“Peace is here in Juba”, South Sudan President Salva Kiir announced today during the swearing in of four vice presidents of the new government provided for in the peace deal signed in 2018 to end six years of conflict.
According to reports by the UN Mission in South Sudan (UNMISS), the swearing-in ceremony opened with a prayer in which Pope Francis kissing the feet of the two South Sudanese leaders was recalled: the President and the leader of the opposition Riek Machar:
“Now is the moment to kiss the feet of our brothers and sisters.

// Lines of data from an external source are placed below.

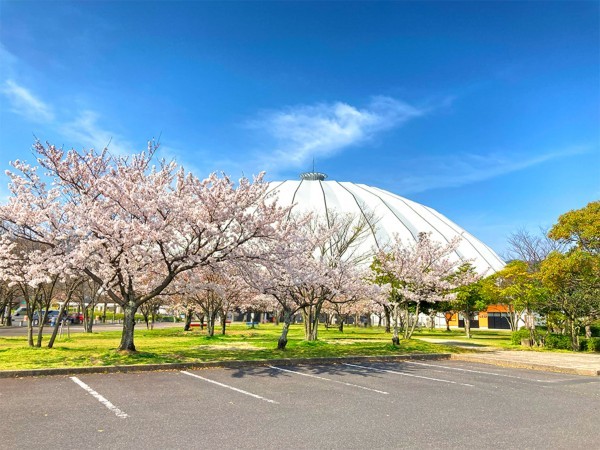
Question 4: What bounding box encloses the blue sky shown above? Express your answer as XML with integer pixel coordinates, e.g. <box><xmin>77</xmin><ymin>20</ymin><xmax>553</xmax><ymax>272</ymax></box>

<box><xmin>0</xmin><ymin>1</ymin><xmax>600</xmax><ymax>254</ymax></box>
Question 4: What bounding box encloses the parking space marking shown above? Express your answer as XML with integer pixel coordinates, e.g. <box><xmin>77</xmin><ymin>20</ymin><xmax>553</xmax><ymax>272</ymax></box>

<box><xmin>269</xmin><ymin>366</ymin><xmax>389</xmax><ymax>395</ymax></box>
<box><xmin>181</xmin><ymin>370</ymin><xmax>279</xmax><ymax>405</ymax></box>
<box><xmin>344</xmin><ymin>363</ymin><xmax>474</xmax><ymax>387</ymax></box>
<box><xmin>69</xmin><ymin>377</ymin><xmax>129</xmax><ymax>419</ymax></box>
<box><xmin>404</xmin><ymin>361</ymin><xmax>573</xmax><ymax>383</ymax></box>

Kiss them, even if they are dirty.”
A local official told The Middle East Eye how President Kiir’s decision to return to the subdivision of the country to ten states and three administrative areas from the 32 decided upon after independence in 2011, was the step that led to the new government.
“We believe that this brave step and decision by President Salva Kiir will pave the way for peace and stability in the country. We hope the other parties, especially the opposition, will be serious in the constructive engagement for the implementation of the agreement,” he said.
Kiir and Machar will form a new government six years after the conflict triggered by the removal of Machar as vice president in 2013 and the accusations against him of orchestrating a coup d’état. In 2015, the two leaders had reached an initial peace deal that included Machar returning as vice president but it collapsed when fighting began in the capital again in July 2016. A new deal was signed in Sudan in 2017 then revived in September 2018 in Addis Ababa.
“I forgave the first vice president and asked for his forgiveness,” Kiir said today. “And I ask all the South Sudanese to forgive each other. Peace has returned to Juba, it will no longer be in Khartoum or Addis Ababa. The oath represents the official end of the war and we can now declare a new beginning in South Sudan. Peace has returned to stay.”
The new vice president Machar added, “I want to assure you that we will work together to end the suffering. I reiterate my commitment to work closely with President Kiir to respect the agreement in letter and spirit.”
As large as France, South Sudan only has 300 kilometers of roads, and 90% of its population doesn’t have access to water and electricity.
It is estimated that 60% of the South Sudanese population depend on food aid provided by World Food Programme (WFP) airdrops.
Hopes that the country can recover and continue on its path towards development and democracy is more tangible. But we must not abandon South Sudan.